In this case, the institutional investor presented EmptyTrips with a term sheet that detailed the monetary investment that the investor would provide over a number of years, the monthly draw-downs of the investment that EmptyTrips would be entitled to, the number of shares that the investor would be issued for their investment, as well as the manner in which the governance of the company would be changed in order to protect their investment.
Often, and this applied to EmptyTrips, the terms contained in the term sheet require a new shareholders’ agreement and/or memorandum of incorporation in order to protect the interests of the minority shareholder (the investor).
A shareholders’ agreement governs the relationship between the shareholders of the company and their ability to administer the company.
A memorandum of incorporation governs the relationship between directors, shareholders, prescribed officers and the company. A standard memorandum of incorporation is issued when a company is registered, but it will often need to be amended at a later stage if, for example, measures to protect the minority shareholders are introduced.
A memorandum of incorporation can regulate the same aspects as a shareholders’ agreement, however, the main difference is that it is a public document available for inspection by anyone, whilst a shareholders’ agreement is a private document.

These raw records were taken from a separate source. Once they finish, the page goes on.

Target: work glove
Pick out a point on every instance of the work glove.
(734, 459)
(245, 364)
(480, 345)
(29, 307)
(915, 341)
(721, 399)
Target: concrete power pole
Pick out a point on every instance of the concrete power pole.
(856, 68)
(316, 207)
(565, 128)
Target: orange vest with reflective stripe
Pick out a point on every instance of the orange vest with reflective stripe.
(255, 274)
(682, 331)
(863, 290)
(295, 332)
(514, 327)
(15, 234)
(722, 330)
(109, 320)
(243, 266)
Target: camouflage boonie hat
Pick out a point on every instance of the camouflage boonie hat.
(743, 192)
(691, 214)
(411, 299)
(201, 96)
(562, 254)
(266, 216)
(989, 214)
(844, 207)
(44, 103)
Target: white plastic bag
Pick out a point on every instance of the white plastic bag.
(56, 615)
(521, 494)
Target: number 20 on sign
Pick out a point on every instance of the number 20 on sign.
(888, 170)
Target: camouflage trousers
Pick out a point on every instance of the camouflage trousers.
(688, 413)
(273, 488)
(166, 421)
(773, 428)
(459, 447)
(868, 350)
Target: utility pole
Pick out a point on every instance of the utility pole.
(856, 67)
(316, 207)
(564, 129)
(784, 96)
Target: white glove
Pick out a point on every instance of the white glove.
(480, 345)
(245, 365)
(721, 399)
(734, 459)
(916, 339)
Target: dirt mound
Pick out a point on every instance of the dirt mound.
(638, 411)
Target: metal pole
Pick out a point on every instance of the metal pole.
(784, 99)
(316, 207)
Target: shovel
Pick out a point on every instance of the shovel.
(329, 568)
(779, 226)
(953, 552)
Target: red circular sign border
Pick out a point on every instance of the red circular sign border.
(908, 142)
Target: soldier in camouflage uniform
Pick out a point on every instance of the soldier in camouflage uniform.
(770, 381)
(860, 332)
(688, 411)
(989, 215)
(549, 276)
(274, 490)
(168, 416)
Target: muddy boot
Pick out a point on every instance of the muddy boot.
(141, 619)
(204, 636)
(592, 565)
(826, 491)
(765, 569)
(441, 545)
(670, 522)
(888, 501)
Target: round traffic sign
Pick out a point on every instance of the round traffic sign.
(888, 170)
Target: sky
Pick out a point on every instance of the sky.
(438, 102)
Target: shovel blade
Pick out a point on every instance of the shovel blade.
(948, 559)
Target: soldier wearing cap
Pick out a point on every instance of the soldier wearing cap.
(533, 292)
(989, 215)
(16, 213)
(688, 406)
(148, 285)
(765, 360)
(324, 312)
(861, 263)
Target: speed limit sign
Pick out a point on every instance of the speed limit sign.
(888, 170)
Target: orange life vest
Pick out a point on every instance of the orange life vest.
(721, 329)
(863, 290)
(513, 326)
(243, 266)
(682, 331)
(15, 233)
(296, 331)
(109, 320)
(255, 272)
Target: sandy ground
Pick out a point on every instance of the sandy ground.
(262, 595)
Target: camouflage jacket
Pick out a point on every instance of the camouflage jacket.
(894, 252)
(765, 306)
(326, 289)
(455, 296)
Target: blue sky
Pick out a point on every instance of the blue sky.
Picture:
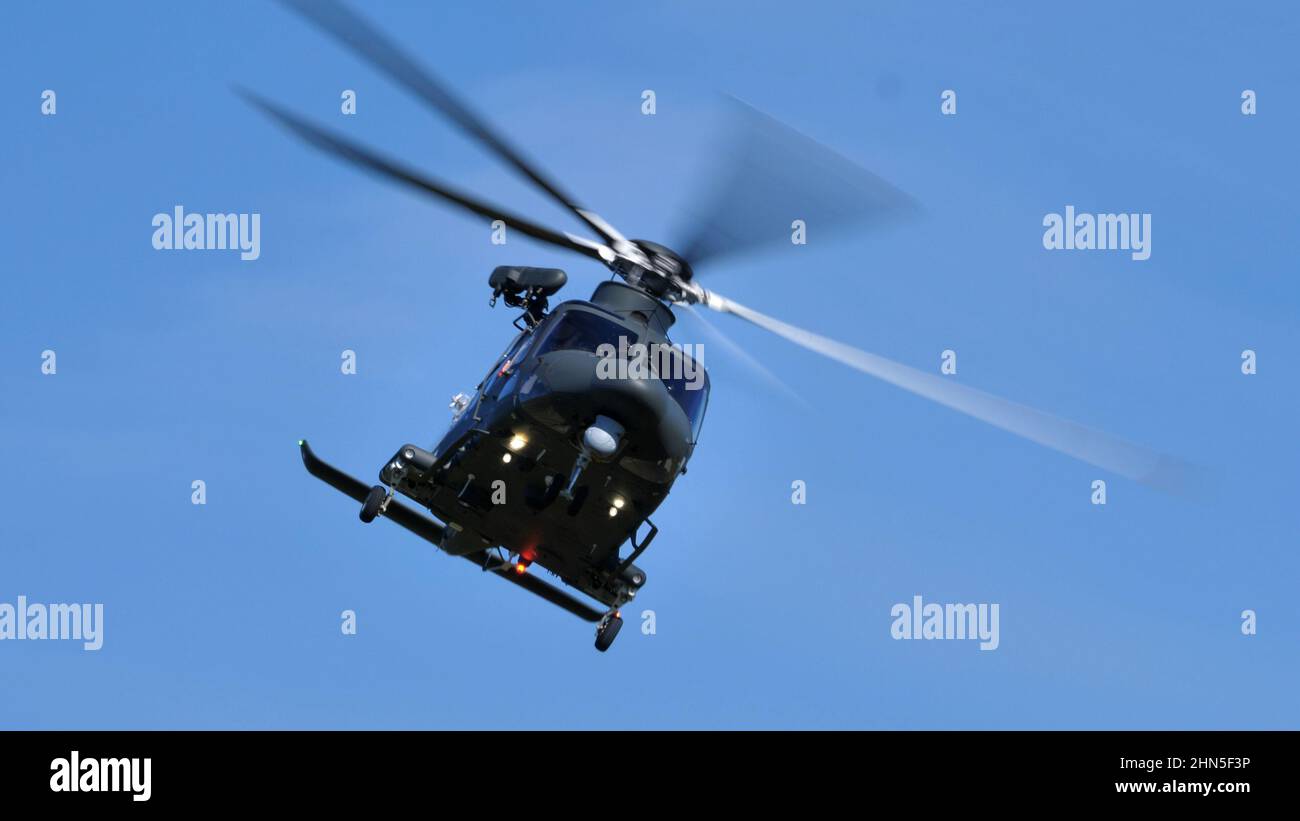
(195, 365)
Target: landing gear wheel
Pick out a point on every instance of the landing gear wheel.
(373, 503)
(607, 631)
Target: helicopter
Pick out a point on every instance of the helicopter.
(553, 463)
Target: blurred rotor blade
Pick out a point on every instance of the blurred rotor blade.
(771, 177)
(358, 155)
(371, 44)
(745, 356)
(1092, 446)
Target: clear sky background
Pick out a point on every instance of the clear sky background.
(195, 365)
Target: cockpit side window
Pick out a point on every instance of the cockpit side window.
(688, 385)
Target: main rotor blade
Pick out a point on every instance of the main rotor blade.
(1071, 438)
(771, 177)
(369, 43)
(358, 155)
(749, 360)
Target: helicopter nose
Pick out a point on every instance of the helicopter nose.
(602, 437)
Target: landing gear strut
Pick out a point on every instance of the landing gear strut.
(607, 630)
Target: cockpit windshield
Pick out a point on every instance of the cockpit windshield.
(583, 330)
(683, 377)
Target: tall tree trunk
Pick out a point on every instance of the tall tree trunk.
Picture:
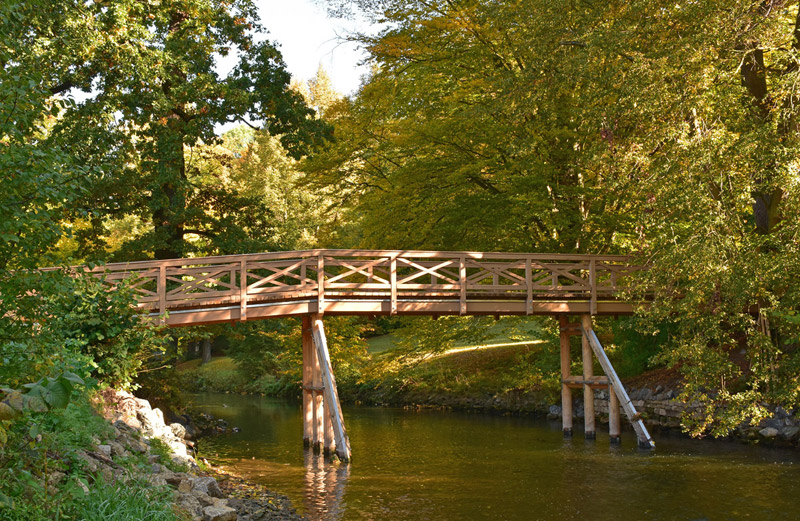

In addition, if there is any conflict between a shareholders’ agreement and a memorandum of incorporation, the shareholders’ agreement will not apply and will be voided to the extent of its inconsistency. This often means, as was the case with EmptyTrips, that certain aspects of the shareholders’ agreement that provided for protection of the investor required a redraft of the memorandum of incorporation so that the two documents were aligned.
A shareholders’ agreement might not be enforceable until a memorandum of incorporation has been aligned with it.